Monday, November 3, 2008

ROC Curve for classifier comparison

ROC graphs enable to compare two or more supervised learning algorithms, they have properties that make them especially useful for domains with skewed class distribution and unequal classification error costs.

An ROC graph depicts relative trade-offs between true positives rate and false positives rate. It needs continuous output of classifier, an estimate of an instance’s class membership probabilities. In fact, a “score”, a numeric value that represents the degree to which an instance is a member of a class is sufficient.

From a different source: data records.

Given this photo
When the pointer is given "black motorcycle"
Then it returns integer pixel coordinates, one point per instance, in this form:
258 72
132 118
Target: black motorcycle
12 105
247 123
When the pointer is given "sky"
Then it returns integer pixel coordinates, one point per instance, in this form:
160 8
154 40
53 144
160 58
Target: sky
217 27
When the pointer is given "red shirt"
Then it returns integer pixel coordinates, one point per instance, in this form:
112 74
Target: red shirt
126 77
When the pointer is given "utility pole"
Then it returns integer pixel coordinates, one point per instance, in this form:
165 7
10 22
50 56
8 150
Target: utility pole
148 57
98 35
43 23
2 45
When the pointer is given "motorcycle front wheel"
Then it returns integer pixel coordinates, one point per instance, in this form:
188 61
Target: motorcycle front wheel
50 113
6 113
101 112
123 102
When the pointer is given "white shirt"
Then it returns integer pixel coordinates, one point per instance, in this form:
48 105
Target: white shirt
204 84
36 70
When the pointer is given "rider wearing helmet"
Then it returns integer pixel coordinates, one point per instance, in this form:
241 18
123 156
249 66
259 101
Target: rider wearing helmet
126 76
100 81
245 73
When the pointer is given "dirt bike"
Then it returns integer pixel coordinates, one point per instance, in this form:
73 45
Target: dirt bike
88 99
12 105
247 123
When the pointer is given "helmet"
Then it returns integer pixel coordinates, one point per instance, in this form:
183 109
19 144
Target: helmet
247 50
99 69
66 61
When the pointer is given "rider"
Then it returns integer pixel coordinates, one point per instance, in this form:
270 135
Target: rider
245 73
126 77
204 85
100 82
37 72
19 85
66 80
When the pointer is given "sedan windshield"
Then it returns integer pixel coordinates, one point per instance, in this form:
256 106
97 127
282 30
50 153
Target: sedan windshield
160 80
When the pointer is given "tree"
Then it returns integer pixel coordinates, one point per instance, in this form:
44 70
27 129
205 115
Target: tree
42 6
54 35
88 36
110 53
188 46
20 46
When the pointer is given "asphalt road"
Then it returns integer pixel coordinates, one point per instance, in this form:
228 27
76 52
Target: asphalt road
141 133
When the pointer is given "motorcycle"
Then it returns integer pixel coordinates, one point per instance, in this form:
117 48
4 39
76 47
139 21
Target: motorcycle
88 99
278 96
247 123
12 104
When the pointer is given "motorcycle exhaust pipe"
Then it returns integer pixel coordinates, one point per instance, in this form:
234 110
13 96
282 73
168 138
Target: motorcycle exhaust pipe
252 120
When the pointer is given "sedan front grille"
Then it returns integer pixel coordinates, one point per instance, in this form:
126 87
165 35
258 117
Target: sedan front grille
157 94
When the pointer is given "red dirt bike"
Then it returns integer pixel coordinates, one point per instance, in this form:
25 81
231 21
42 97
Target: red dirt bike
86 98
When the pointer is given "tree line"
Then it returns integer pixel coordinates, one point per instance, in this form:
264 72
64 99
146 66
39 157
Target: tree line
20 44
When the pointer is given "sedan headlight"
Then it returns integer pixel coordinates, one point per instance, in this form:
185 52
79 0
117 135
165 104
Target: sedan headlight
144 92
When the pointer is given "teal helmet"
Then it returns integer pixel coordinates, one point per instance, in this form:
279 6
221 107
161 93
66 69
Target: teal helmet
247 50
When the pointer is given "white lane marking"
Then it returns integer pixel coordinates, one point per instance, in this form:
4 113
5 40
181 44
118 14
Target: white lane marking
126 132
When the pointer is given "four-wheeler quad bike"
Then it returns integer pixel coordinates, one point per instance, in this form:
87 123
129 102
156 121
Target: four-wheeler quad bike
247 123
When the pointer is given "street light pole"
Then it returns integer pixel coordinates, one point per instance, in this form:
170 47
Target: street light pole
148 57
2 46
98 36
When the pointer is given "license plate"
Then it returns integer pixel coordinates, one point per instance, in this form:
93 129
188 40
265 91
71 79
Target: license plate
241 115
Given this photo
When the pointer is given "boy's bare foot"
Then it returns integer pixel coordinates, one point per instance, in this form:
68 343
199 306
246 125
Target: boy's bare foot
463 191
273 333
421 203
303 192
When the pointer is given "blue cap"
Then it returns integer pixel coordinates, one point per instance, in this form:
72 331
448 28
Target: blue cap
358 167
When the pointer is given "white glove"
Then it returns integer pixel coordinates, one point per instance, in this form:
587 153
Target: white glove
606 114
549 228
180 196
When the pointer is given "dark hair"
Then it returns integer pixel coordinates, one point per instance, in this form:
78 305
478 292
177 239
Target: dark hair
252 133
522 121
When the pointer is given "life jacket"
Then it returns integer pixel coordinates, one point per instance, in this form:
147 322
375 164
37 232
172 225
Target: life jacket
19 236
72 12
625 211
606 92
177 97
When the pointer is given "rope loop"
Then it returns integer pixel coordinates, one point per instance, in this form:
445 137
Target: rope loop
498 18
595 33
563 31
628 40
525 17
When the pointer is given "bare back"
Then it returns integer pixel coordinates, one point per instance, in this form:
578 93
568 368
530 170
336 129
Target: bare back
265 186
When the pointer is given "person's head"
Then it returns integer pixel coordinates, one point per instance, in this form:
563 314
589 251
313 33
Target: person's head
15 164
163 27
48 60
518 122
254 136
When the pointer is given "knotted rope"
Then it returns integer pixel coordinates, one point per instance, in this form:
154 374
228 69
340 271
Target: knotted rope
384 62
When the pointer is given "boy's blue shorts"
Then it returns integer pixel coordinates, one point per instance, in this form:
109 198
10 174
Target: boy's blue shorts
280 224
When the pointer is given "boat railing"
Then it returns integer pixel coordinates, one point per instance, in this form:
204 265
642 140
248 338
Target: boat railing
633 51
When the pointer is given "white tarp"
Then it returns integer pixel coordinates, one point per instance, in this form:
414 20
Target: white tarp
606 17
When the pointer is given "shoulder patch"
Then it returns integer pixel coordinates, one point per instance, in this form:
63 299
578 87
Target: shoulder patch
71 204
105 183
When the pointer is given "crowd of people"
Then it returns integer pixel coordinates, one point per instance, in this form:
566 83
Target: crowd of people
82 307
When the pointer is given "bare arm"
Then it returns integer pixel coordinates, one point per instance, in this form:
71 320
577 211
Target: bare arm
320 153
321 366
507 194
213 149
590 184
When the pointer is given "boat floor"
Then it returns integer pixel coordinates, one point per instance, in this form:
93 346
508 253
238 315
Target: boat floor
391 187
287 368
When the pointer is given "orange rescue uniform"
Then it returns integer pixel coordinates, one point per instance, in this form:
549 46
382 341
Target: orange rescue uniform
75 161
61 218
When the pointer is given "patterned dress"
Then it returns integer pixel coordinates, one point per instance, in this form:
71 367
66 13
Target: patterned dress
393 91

AUC (Area Under Curve) reduces ROC performances to a single scalar value, which enables to compare several classifiers: this area is equivalent to the probability that the classifier will rank a randomly chosen positive instance higher than a randomly chosen negative instance.

In this tutorial, we compare linear discriminant analysis (LDA) and support vector machine (SVM) on a heart-diseases detection problem.

Keywords: roc curve, roc graphs, auc, area under curve, classifier performance comparison, linear discriminant analysis, svm, support vector machine, scoring
Components: Sampling, 0_1_Binarize, Supervised Learning, Scoring, Roc curve, SVM, Linear discriminant analysis
Tutorial: en_Tanagra_Roc_Curve.pdf
Dataset: dr_heart.bdm
References:
T. Fawcet – « ROC Graphs : Notes and Practical Considerations of Researchers »
Wikipedia - "Receiver operating characteristic"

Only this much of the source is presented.